Monday, December 14, 2009

The Invention of the Jewish People by Shlomo Sand

Most of what you think you know about Jewish history is a myth, from the kingdoms of David and Solomon, through the Romans’ exile of the Jews from Palestine, to the emergence of the Yiddish-speaking milieu of Eastern Europe by German Jews migrating eastwards to escape persecution.

That’s the claim of Shlomo Sand’s book, provocatively titled “The Invention of the Jewish People”. By choosing the word ‘invention’, Sand begins to stake his claim that the account of Jewish history with which we are familiar is not reliable – so ‘invention’ in the sense of inventing the facts – and has been consciously created.

This is a fascinating, dense but patchy work, and one that requires careful reading.
Some of the patchiness comes from the fact that this is really three quite different books locked inside a single cover.

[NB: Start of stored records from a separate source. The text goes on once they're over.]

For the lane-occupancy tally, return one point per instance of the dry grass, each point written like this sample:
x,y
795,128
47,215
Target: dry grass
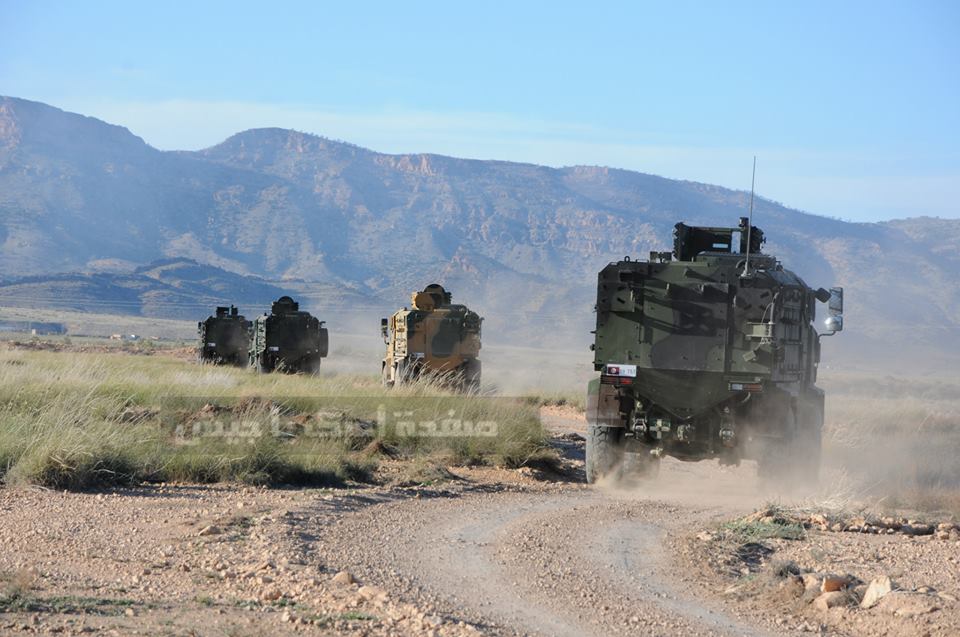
x,y
79,420
894,442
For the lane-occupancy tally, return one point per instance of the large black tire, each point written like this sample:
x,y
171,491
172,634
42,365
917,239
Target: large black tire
x,y
385,376
604,453
264,365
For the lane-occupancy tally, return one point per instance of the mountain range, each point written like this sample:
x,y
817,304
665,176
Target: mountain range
x,y
88,210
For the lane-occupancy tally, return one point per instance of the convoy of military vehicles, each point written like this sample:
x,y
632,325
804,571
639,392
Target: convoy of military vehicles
x,y
706,351
436,338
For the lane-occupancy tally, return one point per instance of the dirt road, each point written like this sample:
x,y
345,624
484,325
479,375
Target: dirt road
x,y
487,551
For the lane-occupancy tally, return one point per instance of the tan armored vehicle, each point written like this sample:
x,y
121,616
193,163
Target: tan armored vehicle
x,y
434,337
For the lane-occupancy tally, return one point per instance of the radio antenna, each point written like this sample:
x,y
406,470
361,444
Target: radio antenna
x,y
753,181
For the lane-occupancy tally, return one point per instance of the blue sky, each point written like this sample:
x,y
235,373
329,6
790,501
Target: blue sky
x,y
853,108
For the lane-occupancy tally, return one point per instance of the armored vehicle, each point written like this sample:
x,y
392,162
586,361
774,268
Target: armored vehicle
x,y
288,339
435,336
707,352
223,338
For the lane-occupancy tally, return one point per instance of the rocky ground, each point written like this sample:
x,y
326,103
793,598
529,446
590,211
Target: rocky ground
x,y
468,551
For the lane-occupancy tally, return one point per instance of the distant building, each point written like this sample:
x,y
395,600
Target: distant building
x,y
35,328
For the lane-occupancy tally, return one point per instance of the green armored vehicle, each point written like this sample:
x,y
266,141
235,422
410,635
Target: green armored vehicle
x,y
707,352
288,340
436,336
223,339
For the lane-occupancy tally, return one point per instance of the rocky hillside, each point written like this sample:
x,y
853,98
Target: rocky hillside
x,y
522,242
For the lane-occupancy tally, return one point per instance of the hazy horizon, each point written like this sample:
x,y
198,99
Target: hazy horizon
x,y
851,117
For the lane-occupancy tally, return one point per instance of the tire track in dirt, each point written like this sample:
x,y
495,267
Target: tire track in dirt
x,y
567,561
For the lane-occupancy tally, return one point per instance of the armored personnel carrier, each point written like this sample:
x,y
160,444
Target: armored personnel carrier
x,y
707,352
435,336
223,339
288,339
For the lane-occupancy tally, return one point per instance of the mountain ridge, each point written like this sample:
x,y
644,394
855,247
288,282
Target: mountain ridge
x,y
285,205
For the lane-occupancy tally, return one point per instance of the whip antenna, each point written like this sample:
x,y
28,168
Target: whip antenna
x,y
753,181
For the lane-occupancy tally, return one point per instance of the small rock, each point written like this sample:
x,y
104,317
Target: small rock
x,y
829,600
916,529
344,578
372,592
903,604
811,581
876,591
832,583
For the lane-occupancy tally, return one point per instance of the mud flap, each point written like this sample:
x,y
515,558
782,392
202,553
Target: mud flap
x,y
603,405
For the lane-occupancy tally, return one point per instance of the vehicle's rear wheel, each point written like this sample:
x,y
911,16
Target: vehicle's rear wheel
x,y
264,364
604,453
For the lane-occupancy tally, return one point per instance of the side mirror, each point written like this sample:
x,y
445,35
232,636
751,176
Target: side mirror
x,y
836,302
834,322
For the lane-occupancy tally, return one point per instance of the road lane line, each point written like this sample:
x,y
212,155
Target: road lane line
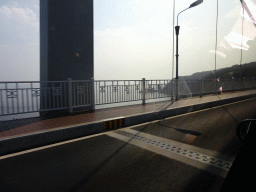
x,y
198,111
177,151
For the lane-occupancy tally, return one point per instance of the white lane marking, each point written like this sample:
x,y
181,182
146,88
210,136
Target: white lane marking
x,y
48,146
198,111
194,158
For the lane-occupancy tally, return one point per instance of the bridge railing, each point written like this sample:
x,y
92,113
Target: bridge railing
x,y
18,97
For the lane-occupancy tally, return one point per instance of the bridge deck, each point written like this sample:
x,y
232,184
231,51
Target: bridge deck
x,y
29,125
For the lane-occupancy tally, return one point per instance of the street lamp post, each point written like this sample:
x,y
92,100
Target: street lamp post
x,y
177,28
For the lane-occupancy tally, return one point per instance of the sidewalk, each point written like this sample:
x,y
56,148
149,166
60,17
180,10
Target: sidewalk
x,y
30,125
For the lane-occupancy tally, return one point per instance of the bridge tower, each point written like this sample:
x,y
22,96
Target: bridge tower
x,y
66,43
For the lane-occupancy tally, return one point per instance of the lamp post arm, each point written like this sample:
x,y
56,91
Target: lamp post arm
x,y
180,13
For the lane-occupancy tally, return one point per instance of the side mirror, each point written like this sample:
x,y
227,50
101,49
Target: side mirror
x,y
243,128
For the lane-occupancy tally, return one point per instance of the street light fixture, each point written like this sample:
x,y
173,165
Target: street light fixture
x,y
177,28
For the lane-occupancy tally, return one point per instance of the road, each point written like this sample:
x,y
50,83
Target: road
x,y
190,152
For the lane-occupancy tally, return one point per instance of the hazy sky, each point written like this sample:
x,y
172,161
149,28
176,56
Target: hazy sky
x,y
133,39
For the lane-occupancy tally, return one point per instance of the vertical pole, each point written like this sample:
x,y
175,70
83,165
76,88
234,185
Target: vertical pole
x,y
92,95
70,109
143,91
201,88
177,28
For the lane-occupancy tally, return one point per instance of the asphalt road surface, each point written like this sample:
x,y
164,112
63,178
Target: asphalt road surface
x,y
190,152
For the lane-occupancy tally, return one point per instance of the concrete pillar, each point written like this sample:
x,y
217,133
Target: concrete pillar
x,y
66,43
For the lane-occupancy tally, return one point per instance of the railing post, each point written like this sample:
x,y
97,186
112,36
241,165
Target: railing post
x,y
70,109
143,91
92,95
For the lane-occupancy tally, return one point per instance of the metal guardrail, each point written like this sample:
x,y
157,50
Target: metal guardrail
x,y
18,97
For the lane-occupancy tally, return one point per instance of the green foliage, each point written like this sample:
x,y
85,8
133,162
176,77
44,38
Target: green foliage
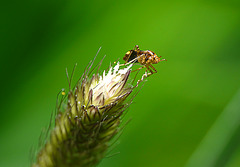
x,y
200,40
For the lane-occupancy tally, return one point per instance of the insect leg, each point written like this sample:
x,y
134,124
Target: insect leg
x,y
155,71
138,69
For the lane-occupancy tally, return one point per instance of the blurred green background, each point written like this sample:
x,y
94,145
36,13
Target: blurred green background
x,y
176,107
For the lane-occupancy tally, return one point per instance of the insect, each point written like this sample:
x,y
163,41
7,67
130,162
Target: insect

The first book is a scholarly account of developments in the writing of Jewish history – a history of historians and histories. Here we are introduced to pioneers like Isaak Marcus Jost, to Heinrich Graetz, and to the arrival of Zionism in the making of Jewish history (and History Departments). This part of the book is based on a very strong theoretical approach to the relationship between nationalism and emergent national intelligentsias; Sand argues that though we tend to think of nationalism as premised on a pre-existing entity called the nation, in real history nationalism often comes before the nation – with nationalist movements bringing into being the entity that they claim to represent. This is particularly the case in the multi-national empires of Central and Eastern Europe, where intellectuals who couldn’t get their share of state patrimony created their own small ponds in which they could be the big fish. Sand recognises that all nations are to some extent “invented” – not only the later arrivals of Eastern Europe but also the major players like the English and the French.

The second book is a popular account of some key episodes in Jewish history. Sands debunks the widely held belief that the Bible can be relied on as a historical source, marshalling arguments from Biblical criticism and archaeology. (This shouldn’t really be necessary at all in the twenty first century, but a surprising number of intelligent people think that the stories in the Bible of the Exodus, or the United Monarchy of David and Solomon, are grounded in history rather than in myth).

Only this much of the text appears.